Zu wenig, zu spät, zu halbherzig trifft auf zu hart, zu unbegründet, zu übergriffig. Je schwankender der Urteilsgrund, desto energischer wird die eigene Position verteidigt.

„Ein Fanatiker, ein Schurke und ein äußerst gefährlicher Mensch“

Vom polnischen Dichter Czeslaw Milosz, der 1980 den Nobelpreis für Literatur erhalten hatte, stammt die Geschichte „Ein alter Jude aus Galizien“.

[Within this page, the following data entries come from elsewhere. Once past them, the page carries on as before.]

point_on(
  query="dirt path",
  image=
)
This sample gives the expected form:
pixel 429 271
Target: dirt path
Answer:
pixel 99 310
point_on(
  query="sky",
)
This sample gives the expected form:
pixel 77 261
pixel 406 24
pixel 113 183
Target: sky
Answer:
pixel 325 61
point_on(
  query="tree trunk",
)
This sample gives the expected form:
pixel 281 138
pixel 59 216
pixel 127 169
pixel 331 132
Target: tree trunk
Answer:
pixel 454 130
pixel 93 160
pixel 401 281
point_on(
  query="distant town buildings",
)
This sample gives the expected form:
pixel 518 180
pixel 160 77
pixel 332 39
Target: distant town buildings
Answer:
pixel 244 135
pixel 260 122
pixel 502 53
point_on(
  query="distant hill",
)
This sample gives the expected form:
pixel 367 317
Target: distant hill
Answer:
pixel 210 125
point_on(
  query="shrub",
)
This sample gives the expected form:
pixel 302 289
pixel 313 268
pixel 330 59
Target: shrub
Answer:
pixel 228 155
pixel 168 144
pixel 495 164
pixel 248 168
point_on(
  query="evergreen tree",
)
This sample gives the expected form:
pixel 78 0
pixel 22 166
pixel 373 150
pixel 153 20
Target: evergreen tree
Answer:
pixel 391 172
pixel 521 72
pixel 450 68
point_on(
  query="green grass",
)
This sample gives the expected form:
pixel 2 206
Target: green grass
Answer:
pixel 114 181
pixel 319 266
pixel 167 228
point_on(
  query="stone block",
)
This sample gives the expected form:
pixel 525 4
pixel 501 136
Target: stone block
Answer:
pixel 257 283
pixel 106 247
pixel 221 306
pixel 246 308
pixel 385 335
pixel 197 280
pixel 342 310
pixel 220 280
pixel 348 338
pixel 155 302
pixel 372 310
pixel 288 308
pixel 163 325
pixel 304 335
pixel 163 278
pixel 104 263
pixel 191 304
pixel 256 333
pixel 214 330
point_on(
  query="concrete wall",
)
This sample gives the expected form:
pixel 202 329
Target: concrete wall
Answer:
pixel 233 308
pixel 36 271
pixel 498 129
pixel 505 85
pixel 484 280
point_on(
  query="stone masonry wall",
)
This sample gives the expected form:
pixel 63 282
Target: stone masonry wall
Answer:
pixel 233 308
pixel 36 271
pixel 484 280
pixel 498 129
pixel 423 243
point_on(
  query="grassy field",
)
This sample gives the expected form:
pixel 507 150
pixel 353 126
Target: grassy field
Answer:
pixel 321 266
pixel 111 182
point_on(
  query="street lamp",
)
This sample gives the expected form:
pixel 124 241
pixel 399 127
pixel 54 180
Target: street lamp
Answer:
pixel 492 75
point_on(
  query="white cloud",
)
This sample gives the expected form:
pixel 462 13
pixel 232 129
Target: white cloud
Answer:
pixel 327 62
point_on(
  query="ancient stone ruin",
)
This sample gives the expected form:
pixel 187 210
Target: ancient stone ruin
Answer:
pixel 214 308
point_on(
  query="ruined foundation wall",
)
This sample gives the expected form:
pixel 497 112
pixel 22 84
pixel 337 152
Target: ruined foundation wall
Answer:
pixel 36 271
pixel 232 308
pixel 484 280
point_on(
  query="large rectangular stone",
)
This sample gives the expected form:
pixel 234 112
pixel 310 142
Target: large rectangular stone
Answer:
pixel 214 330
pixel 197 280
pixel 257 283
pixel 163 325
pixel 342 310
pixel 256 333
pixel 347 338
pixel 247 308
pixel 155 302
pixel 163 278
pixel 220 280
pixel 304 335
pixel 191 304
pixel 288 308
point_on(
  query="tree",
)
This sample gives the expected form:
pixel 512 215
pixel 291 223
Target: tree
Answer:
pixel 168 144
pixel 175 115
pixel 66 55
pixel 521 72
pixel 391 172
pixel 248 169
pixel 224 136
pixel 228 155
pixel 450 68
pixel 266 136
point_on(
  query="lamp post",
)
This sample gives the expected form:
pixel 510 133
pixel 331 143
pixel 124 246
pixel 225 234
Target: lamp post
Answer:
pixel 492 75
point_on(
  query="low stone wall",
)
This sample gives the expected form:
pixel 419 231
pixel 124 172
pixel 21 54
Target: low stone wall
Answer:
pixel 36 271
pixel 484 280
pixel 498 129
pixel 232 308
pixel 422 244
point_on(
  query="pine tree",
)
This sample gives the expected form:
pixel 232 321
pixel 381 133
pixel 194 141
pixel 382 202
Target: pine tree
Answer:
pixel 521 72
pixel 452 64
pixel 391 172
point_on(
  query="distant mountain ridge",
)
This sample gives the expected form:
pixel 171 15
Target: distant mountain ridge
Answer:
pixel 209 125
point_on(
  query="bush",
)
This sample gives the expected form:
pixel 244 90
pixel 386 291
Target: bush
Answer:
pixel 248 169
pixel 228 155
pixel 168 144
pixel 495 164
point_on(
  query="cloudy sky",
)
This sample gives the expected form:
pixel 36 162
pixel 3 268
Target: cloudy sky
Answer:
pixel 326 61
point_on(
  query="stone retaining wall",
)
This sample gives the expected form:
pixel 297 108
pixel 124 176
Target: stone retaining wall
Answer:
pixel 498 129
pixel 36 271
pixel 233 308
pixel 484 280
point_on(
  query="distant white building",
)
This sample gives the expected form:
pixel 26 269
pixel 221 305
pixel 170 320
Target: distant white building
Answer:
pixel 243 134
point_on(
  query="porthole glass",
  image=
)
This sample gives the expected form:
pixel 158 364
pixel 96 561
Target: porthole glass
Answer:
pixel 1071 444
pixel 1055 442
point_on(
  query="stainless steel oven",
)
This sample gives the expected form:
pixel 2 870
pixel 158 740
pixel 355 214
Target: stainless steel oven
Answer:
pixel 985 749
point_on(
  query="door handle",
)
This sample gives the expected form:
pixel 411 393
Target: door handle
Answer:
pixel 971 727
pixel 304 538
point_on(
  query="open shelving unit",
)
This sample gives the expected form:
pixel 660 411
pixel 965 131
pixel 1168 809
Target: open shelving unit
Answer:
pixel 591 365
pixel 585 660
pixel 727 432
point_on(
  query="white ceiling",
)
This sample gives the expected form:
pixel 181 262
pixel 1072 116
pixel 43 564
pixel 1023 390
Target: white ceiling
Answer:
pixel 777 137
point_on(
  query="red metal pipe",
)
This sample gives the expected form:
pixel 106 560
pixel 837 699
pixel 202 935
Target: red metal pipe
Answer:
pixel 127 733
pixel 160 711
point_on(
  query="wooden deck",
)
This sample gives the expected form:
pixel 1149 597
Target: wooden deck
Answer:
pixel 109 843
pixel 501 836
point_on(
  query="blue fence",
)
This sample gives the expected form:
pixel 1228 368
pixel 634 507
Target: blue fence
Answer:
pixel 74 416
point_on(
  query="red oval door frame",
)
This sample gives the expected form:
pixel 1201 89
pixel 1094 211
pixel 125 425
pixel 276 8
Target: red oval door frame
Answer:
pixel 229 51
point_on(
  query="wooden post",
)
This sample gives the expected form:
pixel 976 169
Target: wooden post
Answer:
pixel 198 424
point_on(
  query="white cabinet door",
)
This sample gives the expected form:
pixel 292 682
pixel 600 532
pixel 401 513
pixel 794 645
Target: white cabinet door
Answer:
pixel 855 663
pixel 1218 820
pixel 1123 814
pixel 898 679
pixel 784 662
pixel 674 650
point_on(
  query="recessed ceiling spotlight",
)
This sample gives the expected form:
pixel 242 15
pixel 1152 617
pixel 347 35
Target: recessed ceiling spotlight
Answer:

Darin heißt es: „Wenn jemand zu 55 Prozent recht hat, dann ist das gut, und es hat keinen Sinn, darüber zu streiten. Und wenn jemand zu 60 Prozent recht hat, dann ist das wunderbar, ein großes Glück, und Gott sei gedankt dafür. Aber was ist, wenn jemand zu 75 Prozent recht hat? Kluge Leute sagen, das sei verdächtig. Nun gut, wie ist es dann, wenn jemand zu 100 Prozent recht hat? Wer auch immer sagt, dass er zu 100 Prozent recht hat, ist ein Fanatiker, ein Schurke und ein äußerst gefährlicher Mensch.“

Auf Corona war niemand vorbereitet. Es folgten Irrtümer und Ratlosigkeiten. Politiker aber wollen nicht wankelmütig wirken, sondern Sicherheit ausstrahlen. Alles im Griff. Dabei wissen die meisten Bürger, dass das nicht stimmt. Vielleicht ließe sich das Vertrauen am ehesten wiederherstellen, wenn einer der Verantwortlichen mal öffentlich mit den Achseln zucken würde.